I’ve been reading The Big Short by Michael Lewis over my winter break because I saw the movie (which was awesome, you should totally see it). But the book goes into way greater detail about the causes of the Great Recession. One of the things it points to is the lack of regulation of the United States bond market.

I’m going to spin off this for a second.

In the 1980s, investment banks started investing in subprime mortgage bonds. (For reference, Glass-Steagal, a New Deal law that prevented commercial banks from dealing with investment banking, and commercial banks were not participating in the subprime mortgage market.) Banks started making big money on the bond market, as opposed the stock market. Michael Lewis thought this was unsustainable at the time because the investment banks were making money off of “America’s growing debts” (xiv). He was shocked by how long it took for this market to collapse. The collapse of the bond market is what caused the Great Recession in 2007 because so many banks had invested in subprime mortgage bonds that were full of bad mortgages.  Mr. Lewis states subprime mortgage bonds were made up of a lot of bad mortgages, that were marked as bad mortgages and shouldn’t have been placed in the bonds in the first place. The market collapsed when people defaulted on their loans in late 2007, and the banks lost a ton of money because they had invested so much in what was supposed to be the most stable market, the housing market.

Now we’re back to regulating the bond market.

The best way to prevent a similar kind of financial crash is regulating the bond market, but no candidate has said anything about that. Recently, I’ve been thinking about how all the campaign rhetoric I’ve been hearing about Wall Street seems to be way off base. Democratic candidates are focusing on regulating the stock market, criminalizing greed, and downsizing banks. While these policies make good sound bites, I’m far from convinced that they would make good policies.

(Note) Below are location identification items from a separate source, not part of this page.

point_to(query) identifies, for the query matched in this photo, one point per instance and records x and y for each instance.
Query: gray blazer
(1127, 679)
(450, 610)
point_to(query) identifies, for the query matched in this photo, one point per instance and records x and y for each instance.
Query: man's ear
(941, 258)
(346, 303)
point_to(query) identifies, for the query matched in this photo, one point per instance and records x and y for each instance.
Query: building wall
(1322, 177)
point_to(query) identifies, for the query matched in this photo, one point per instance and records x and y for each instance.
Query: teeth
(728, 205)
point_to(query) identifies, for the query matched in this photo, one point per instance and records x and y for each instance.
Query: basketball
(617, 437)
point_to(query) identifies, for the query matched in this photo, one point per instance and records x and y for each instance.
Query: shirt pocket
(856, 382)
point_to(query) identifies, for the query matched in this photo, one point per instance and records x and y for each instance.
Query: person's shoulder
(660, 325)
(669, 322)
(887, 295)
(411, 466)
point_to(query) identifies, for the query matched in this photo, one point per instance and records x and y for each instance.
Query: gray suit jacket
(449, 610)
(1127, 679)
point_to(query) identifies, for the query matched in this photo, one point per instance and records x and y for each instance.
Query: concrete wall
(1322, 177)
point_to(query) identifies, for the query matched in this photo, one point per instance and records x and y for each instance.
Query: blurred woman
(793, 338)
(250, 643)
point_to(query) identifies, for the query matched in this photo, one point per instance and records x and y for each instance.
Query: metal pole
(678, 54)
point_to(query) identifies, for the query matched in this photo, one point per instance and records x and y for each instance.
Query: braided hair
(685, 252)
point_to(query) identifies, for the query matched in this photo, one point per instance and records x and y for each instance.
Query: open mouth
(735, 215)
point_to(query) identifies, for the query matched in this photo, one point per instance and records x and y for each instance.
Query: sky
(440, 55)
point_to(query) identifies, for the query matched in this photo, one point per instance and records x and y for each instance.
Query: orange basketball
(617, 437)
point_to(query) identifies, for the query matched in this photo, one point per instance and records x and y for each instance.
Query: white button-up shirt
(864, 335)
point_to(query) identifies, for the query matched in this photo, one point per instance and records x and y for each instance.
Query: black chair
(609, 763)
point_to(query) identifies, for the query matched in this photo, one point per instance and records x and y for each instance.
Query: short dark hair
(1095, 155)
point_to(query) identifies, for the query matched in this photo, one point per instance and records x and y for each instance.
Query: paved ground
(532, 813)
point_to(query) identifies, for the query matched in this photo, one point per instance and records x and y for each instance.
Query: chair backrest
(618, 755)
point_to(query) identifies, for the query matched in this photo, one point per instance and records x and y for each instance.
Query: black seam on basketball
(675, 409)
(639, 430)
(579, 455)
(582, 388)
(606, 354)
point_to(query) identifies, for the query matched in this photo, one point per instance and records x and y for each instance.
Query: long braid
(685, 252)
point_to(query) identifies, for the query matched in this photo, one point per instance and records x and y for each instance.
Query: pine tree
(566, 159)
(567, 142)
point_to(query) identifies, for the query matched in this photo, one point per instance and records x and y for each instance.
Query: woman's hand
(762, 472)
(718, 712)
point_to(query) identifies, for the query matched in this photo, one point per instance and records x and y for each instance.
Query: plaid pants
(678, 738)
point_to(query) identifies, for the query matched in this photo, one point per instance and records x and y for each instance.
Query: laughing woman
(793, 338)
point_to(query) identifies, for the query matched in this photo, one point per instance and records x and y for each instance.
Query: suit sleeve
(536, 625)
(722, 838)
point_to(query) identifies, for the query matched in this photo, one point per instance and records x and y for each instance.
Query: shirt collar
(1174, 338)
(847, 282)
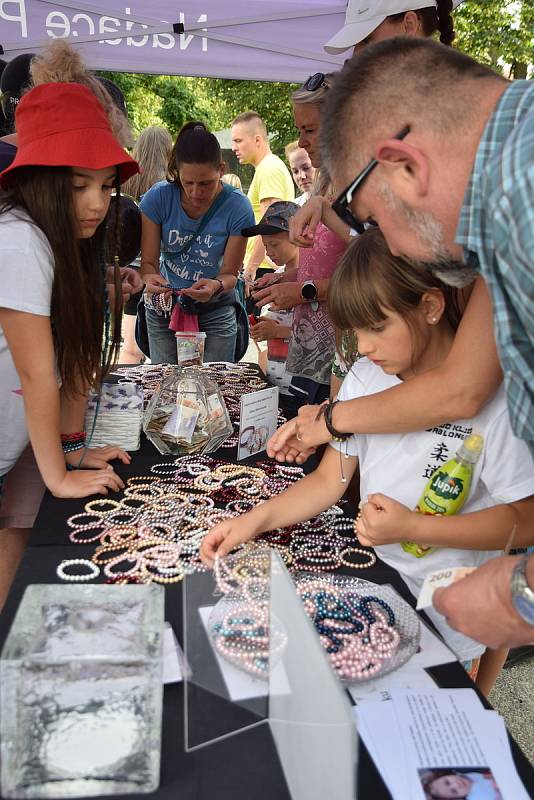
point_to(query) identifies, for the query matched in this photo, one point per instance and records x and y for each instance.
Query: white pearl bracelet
(94, 570)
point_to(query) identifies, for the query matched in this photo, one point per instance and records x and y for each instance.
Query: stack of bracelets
(357, 630)
(154, 532)
(234, 380)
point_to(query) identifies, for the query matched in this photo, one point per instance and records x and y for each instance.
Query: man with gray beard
(439, 152)
(451, 183)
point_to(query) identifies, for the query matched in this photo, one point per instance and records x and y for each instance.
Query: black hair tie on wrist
(336, 435)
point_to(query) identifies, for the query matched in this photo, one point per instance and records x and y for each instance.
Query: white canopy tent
(281, 40)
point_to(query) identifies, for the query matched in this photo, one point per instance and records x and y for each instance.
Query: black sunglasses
(314, 82)
(342, 204)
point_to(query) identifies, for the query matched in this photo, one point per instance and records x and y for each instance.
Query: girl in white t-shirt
(404, 321)
(54, 308)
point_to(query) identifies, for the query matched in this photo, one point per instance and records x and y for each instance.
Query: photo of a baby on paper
(459, 783)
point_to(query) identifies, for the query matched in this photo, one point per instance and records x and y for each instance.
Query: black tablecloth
(247, 764)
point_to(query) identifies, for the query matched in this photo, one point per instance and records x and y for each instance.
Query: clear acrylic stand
(300, 698)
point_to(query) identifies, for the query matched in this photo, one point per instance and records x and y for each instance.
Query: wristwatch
(308, 291)
(522, 594)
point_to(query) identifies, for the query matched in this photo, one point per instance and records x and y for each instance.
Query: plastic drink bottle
(448, 487)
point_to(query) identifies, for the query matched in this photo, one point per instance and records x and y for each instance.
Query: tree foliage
(160, 100)
(499, 33)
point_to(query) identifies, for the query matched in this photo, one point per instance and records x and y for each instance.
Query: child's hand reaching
(383, 520)
(225, 537)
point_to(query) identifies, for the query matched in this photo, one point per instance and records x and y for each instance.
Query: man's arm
(458, 389)
(480, 605)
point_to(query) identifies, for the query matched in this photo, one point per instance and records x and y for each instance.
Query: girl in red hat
(54, 309)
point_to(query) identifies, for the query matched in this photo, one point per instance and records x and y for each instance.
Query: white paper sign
(432, 743)
(258, 421)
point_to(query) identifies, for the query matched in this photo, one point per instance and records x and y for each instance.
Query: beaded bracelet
(357, 550)
(94, 571)
(327, 409)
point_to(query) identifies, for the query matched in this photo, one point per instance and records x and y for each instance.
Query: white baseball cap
(363, 16)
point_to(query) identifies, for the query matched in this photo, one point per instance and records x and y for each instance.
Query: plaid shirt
(496, 230)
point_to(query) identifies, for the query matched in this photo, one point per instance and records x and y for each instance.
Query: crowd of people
(394, 294)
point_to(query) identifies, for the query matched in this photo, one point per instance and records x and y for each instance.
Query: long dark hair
(369, 279)
(434, 19)
(194, 145)
(80, 310)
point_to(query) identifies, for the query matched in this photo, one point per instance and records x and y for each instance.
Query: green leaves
(496, 32)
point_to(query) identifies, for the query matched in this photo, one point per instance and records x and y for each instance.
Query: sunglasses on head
(314, 82)
(342, 204)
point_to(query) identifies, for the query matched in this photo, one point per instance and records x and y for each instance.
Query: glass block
(81, 692)
(187, 414)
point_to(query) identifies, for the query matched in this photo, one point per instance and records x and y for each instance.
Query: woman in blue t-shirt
(192, 248)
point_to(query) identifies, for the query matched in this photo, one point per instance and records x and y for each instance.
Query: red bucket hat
(64, 125)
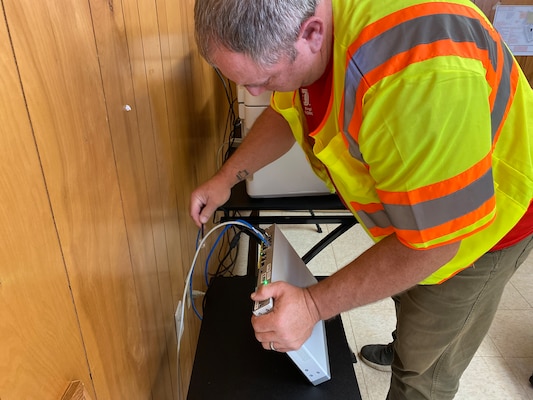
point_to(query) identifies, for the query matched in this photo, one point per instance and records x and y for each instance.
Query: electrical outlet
(179, 323)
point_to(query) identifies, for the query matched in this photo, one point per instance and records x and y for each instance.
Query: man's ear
(313, 33)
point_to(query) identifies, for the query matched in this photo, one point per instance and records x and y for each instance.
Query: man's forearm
(269, 138)
(387, 268)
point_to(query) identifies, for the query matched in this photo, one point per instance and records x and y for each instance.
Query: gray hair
(264, 30)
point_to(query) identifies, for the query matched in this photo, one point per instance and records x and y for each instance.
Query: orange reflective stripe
(428, 235)
(439, 189)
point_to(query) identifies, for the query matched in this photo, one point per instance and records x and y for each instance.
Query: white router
(280, 262)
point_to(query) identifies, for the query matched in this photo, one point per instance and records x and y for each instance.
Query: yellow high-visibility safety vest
(429, 129)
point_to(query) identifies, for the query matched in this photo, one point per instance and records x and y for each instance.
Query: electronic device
(288, 176)
(278, 261)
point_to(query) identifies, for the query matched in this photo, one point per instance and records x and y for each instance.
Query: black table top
(240, 200)
(231, 364)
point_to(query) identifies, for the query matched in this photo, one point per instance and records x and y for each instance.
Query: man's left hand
(290, 322)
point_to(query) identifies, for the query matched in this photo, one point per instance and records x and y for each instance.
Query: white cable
(191, 270)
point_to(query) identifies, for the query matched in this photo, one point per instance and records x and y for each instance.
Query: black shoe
(378, 356)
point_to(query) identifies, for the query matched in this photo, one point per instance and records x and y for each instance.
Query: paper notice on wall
(515, 25)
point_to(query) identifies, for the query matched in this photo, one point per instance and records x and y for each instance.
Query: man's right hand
(206, 198)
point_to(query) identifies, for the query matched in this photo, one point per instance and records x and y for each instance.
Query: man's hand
(206, 198)
(291, 321)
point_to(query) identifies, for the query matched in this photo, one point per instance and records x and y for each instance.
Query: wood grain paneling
(41, 345)
(111, 113)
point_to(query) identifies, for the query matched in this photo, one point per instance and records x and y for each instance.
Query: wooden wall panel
(41, 345)
(122, 110)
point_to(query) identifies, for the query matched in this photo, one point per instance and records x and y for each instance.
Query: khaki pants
(440, 327)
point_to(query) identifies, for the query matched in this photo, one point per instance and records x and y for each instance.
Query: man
(420, 119)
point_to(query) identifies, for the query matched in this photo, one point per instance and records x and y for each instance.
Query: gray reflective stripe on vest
(423, 30)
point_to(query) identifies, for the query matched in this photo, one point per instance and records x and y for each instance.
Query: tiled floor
(504, 362)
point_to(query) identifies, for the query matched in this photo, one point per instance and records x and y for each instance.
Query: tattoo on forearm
(242, 175)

After some research, I’ve realized that my original perspective on Wall Street was far from accurate. Most of what I’ve heard since the crash is how Wall Street is evil and out of control and needs to be stopped. While there are still many problems with Wall Street,  it seems to me like Democrats running for office are approaching its deficits the wrong way.

The real problem is not Wall Street in general, it’s the bond market.

Average Americans do not participate in the risky side of the bond market, which is corporate bonds (they do, however, purchase US treasury bonds, which are some of the most stable bonds in the world). The corporate bond market is completely run by the wealthiest people in the country. As a result, Michael Lewis writes, there was no populist pressure to regulate it, which lead to deregulation, and the terrible trading practices that created the recession.  My theory was that the best way to solve this problem was to politicize the bond market — encourage everyday Americans to care about what is being done with their debt. While people like you and me can not directly participate in the corporate bond market, we can make it clear to the people who represent us that we do not support its trading practices. We can make it clear to our candidates that regulating risky trading on the bond market is a priority to us.

I spoke briefly with an investment banker this afternoon about what kinds of regulations would actually help prevent another crash because of bad subprime mortgage bonds. His response surprised me. He told me that the banks are so heavily regulated now that a little over a year ago, no one would give out mortgages. He said that important legislation was passed and stress tests were implemented, greatly reducing Wall Street’s leverage.  As a Democrat, I thought that nothing had been done to curtail risky trading practices and that the Wall Street billionaires were running amuck with the money of average Americans. But after a little digging, I found that the only thing that really makes sense right now is enforcing a piece of legislation passed after the market crash, referred to as Dodd-Frank.

So, as it turns out, Wall Street is pretty regulated, and candidates calling for regulating the stock market and popularizing the Federal Reserve (more on the Fed later) seem to be completely missing the point.